Introducing Jared Gilman and Kara Hayward.
Starring Bruce Willis, Edward Norton, Bill Murray, Frances McDormand, Tilda Swinton, Jason Schwartzman, Harvey Keitel and Bob Balaban. Directed by Wes Anderson.
★★★★
Wes Anderson, God bless him, is a quirky director with a distinct style that puts his stories on a tightrope. His movies can suffer from an overload of whimsy. As long as human emotion can still break through, that's when he succeeds best. I loved The Royal Tenenbaums, partly because the three genius kids still felt the pain of having such an unbearably dysfunctional dad. I felt like The Life Aquatic with Steve Zissou didn't quite work because the quirky overwhelmed the humanity.

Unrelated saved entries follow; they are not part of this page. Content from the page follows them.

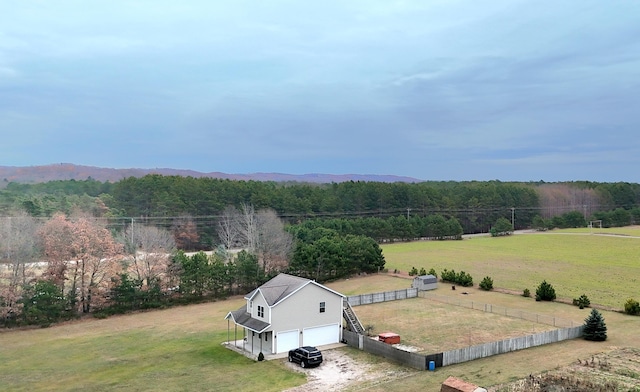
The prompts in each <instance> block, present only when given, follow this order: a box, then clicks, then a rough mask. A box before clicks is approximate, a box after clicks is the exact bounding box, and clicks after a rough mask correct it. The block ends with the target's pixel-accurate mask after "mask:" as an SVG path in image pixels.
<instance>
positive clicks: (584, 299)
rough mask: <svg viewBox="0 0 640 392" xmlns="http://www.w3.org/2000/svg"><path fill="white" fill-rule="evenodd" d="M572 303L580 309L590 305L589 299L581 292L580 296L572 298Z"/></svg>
mask: <svg viewBox="0 0 640 392" xmlns="http://www.w3.org/2000/svg"><path fill="white" fill-rule="evenodd" d="M573 304H574V305H575V306H577V307H579V308H580V309H584V308H588V307H589V305H591V301H589V298H588V297H587V296H586V295H585V294H582V295H581V296H580V298H574V299H573Z"/></svg>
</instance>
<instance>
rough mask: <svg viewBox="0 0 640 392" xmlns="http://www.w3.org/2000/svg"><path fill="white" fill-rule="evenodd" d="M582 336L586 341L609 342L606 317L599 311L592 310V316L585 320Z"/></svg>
mask: <svg viewBox="0 0 640 392" xmlns="http://www.w3.org/2000/svg"><path fill="white" fill-rule="evenodd" d="M582 336H583V337H584V338H585V339H586V340H593V341H598V342H602V341H605V340H607V325H606V324H605V323H604V317H602V314H601V313H600V312H598V310H597V309H592V310H591V314H590V315H589V317H587V318H586V319H585V320H584V331H583V332H582Z"/></svg>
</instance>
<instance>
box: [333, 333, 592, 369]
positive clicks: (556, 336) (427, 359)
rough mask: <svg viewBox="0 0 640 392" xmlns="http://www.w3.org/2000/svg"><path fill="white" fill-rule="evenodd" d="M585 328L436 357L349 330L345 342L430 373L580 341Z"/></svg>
mask: <svg viewBox="0 0 640 392" xmlns="http://www.w3.org/2000/svg"><path fill="white" fill-rule="evenodd" d="M583 328H584V327H583V326H579V327H569V328H561V329H555V330H553V331H546V332H541V333H537V334H533V335H527V336H520V337H518V338H510V339H504V340H499V341H497V342H491V343H485V344H479V345H476V346H469V347H464V348H460V349H457V350H451V351H445V352H442V353H435V354H426V355H425V354H418V353H412V352H408V351H404V350H400V349H398V348H396V347H394V346H392V345H389V344H386V343H383V342H379V341H377V340H374V339H371V338H370V337H368V336H365V335H360V334H357V333H355V332H351V331H348V330H343V331H342V337H343V340H344V341H345V342H346V343H347V344H348V345H349V346H351V347H354V348H357V349H360V350H362V351H365V352H368V353H370V354H374V355H379V356H381V357H384V358H387V359H390V360H392V361H395V362H398V363H401V364H403V365H405V366H410V367H412V368H415V369H418V370H426V369H427V368H428V367H429V364H430V362H433V364H434V366H435V367H438V368H439V367H442V366H449V365H455V364H457V363H462V362H467V361H473V360H474V359H480V358H485V357H490V356H493V355H498V354H505V353H508V352H512V351H518V350H524V349H527V348H531V347H536V346H542V345H545V344H551V343H557V342H561V341H563V340H569V339H576V338H579V337H580V336H582V330H583Z"/></svg>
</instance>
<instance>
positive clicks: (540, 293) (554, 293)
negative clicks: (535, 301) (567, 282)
mask: <svg viewBox="0 0 640 392" xmlns="http://www.w3.org/2000/svg"><path fill="white" fill-rule="evenodd" d="M555 299H556V290H555V289H554V288H553V286H551V285H550V284H549V283H547V281H546V280H543V281H542V283H540V285H539V286H538V288H537V289H536V301H554V300H555Z"/></svg>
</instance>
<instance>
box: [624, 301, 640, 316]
mask: <svg viewBox="0 0 640 392" xmlns="http://www.w3.org/2000/svg"><path fill="white" fill-rule="evenodd" d="M624 312H625V313H626V314H630V315H632V316H638V315H640V303H639V302H638V301H636V300H635V299H633V298H629V299H628V300H627V302H625V303H624Z"/></svg>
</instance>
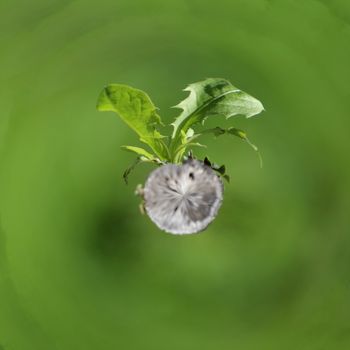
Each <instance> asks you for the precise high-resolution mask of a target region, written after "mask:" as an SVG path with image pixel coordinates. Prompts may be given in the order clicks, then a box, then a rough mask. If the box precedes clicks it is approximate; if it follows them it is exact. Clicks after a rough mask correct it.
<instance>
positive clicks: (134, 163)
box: [123, 158, 142, 184]
mask: <svg viewBox="0 0 350 350" xmlns="http://www.w3.org/2000/svg"><path fill="white" fill-rule="evenodd" d="M140 163H142V160H141V159H140V158H136V159H135V161H134V162H133V163H132V164H131V165H130V166H129V167H128V168H126V169H125V171H124V173H123V179H124V181H125V183H126V184H128V181H129V175H130V173H131V172H132V171H133V170H134V169H135V167H136V166H137V165H138V164H140Z"/></svg>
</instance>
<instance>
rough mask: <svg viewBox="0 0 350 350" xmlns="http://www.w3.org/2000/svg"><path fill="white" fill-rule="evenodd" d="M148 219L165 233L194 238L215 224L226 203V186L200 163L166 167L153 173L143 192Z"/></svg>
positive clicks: (203, 165) (189, 163)
mask: <svg viewBox="0 0 350 350" xmlns="http://www.w3.org/2000/svg"><path fill="white" fill-rule="evenodd" d="M144 198H145V207H146V212H147V214H148V216H149V217H150V218H151V220H152V221H153V222H154V223H155V224H156V225H157V226H158V227H159V228H160V229H162V230H164V231H166V232H169V233H173V234H191V233H196V232H199V231H202V230H204V229H205V228H206V227H207V226H208V225H209V224H210V222H212V221H213V220H214V218H215V217H216V215H217V212H218V210H219V208H220V206H221V202H222V199H223V184H222V182H221V179H220V178H219V177H218V176H217V175H216V174H215V172H214V171H213V170H212V169H211V168H210V167H208V166H207V165H205V164H204V163H203V162H200V161H198V160H188V161H187V162H186V163H184V164H182V165H175V164H167V165H163V166H161V167H160V168H158V169H156V170H154V171H153V172H152V173H151V174H150V176H149V177H148V179H147V181H146V185H145V189H144Z"/></svg>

Moonrise Kingdom succeeds largely because the emotions are real. Granted, he still has that puppet-show style where most frames are set up like you're in the front row watching something unfold on stage, but the offbeat delivery doesn't hide or blur the humanity. It centers on Sam, a resourceful khaki scout, and Suzy, an angry girl with binoculars. They are 12 years old in 1965, and if Stephen King's taught me anything, it's that being 12 is a magical time, when girls aren't just those creatures with cooties who stand on the other side of class. Sam and Suzy both feel like outcasts and are therefore drawn to each other. They've hatched a plan, you see.

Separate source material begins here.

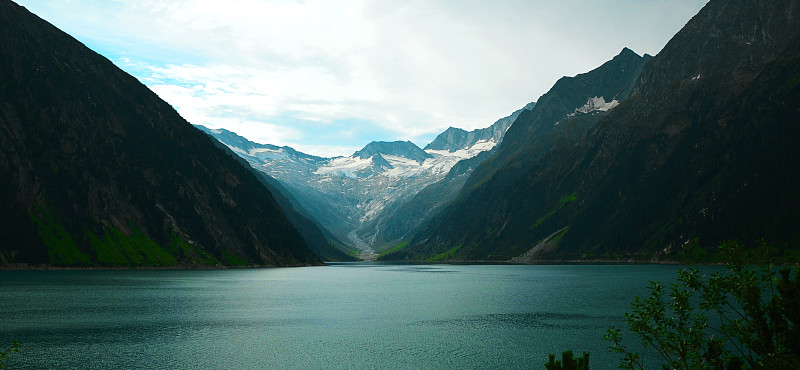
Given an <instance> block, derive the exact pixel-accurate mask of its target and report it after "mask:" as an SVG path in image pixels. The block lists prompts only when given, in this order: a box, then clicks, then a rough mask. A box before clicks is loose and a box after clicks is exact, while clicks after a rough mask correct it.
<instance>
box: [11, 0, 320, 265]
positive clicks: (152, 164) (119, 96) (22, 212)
mask: <svg viewBox="0 0 800 370" xmlns="http://www.w3.org/2000/svg"><path fill="white" fill-rule="evenodd" d="M0 207H3V210H2V212H0V213H2V217H3V220H0V221H3V222H0V239H2V240H3V243H2V244H0V255H2V256H3V262H5V263H32V264H50V265H61V266H207V265H211V266H217V265H273V266H284V265H306V264H314V263H318V262H319V260H318V259H317V257H316V256H314V254H313V253H311V252H310V251H309V249H308V247H307V245H306V243H305V242H304V240H303V238H302V236H301V235H300V234H299V233H298V232H297V230H296V229H295V227H294V226H293V225H292V224H291V222H289V220H287V218H286V216H285V215H284V213H283V211H282V210H281V209H280V207H279V206H278V204H277V203H276V202H275V200H274V199H273V197H272V195H271V194H270V193H269V192H268V191H267V190H266V189H265V187H264V186H263V185H262V184H261V182H260V181H259V179H258V178H257V177H256V176H255V175H254V174H253V173H251V172H250V171H249V170H248V169H246V168H244V167H243V166H241V165H240V164H239V163H238V162H237V161H236V160H235V159H234V158H232V157H230V156H228V155H227V154H225V153H224V152H223V151H221V150H220V149H219V148H217V147H216V146H215V145H214V144H213V142H212V141H211V139H210V138H208V137H207V136H206V135H204V134H203V133H201V132H199V131H198V130H196V129H195V128H193V127H192V126H191V125H190V124H189V123H187V122H186V121H185V120H184V119H183V118H181V117H180V116H179V115H178V113H177V112H175V110H174V109H173V108H172V107H171V106H170V105H169V104H167V103H166V102H164V101H162V100H161V99H159V98H158V96H156V94H154V93H153V92H151V91H150V90H148V89H147V88H146V87H145V86H144V85H142V84H141V83H140V82H139V81H137V80H136V79H135V78H133V77H131V76H130V75H128V74H126V73H124V72H123V71H121V70H120V69H118V68H117V67H115V66H114V65H113V64H112V63H111V62H109V61H108V60H107V59H105V58H103V57H101V56H100V55H98V54H96V53H94V52H93V51H91V50H89V49H88V48H86V47H85V46H83V45H82V44H80V43H79V42H78V41H76V40H75V39H73V38H72V37H70V36H69V35H67V34H65V33H63V32H61V31H60V30H58V29H56V28H55V27H53V26H52V25H50V24H49V23H47V22H45V21H43V20H41V19H39V18H38V17H36V16H35V15H33V14H30V13H29V12H28V11H27V10H25V9H24V8H22V7H20V6H17V5H16V4H14V3H12V2H10V1H7V0H3V1H0Z"/></svg>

Edward Norton is Scout Master Ward, in charge of his troop and alarmed when he sees Sam has run away. He notifies Captain Sharp (Bruce Willis), the law enforcement in these parts. They come to learn Suzy's gone too and must notify her parents (Bill Murray, Frances McDormand). We go back and forth watching the adults frantically, fruitlessly try to find the two lovebirds, and we watch Sam and Suzy survive in the wilderness, for Sam has been training for this.
Jared Gilman (Sam) and Kara Hayward (Suzy) have made their film debuts here, and they simply are their characters. The relationship and chemistry between them is sweet, unforced and natural. Even in stylized Anderson-ville, everything works. We want these two crazy kids to be together, even though there's no possible way they can just live in the woods forever. Gilman has this straightforward nerdiness, and Hayward is like a rebellious Emma Watson.
We caught this at the $3 theater, so I imagine it'll be on DVD in a couple months. It's worth hunting down. Wouldn't surprise me if it gets a couple Academy Award nominations when the time comes.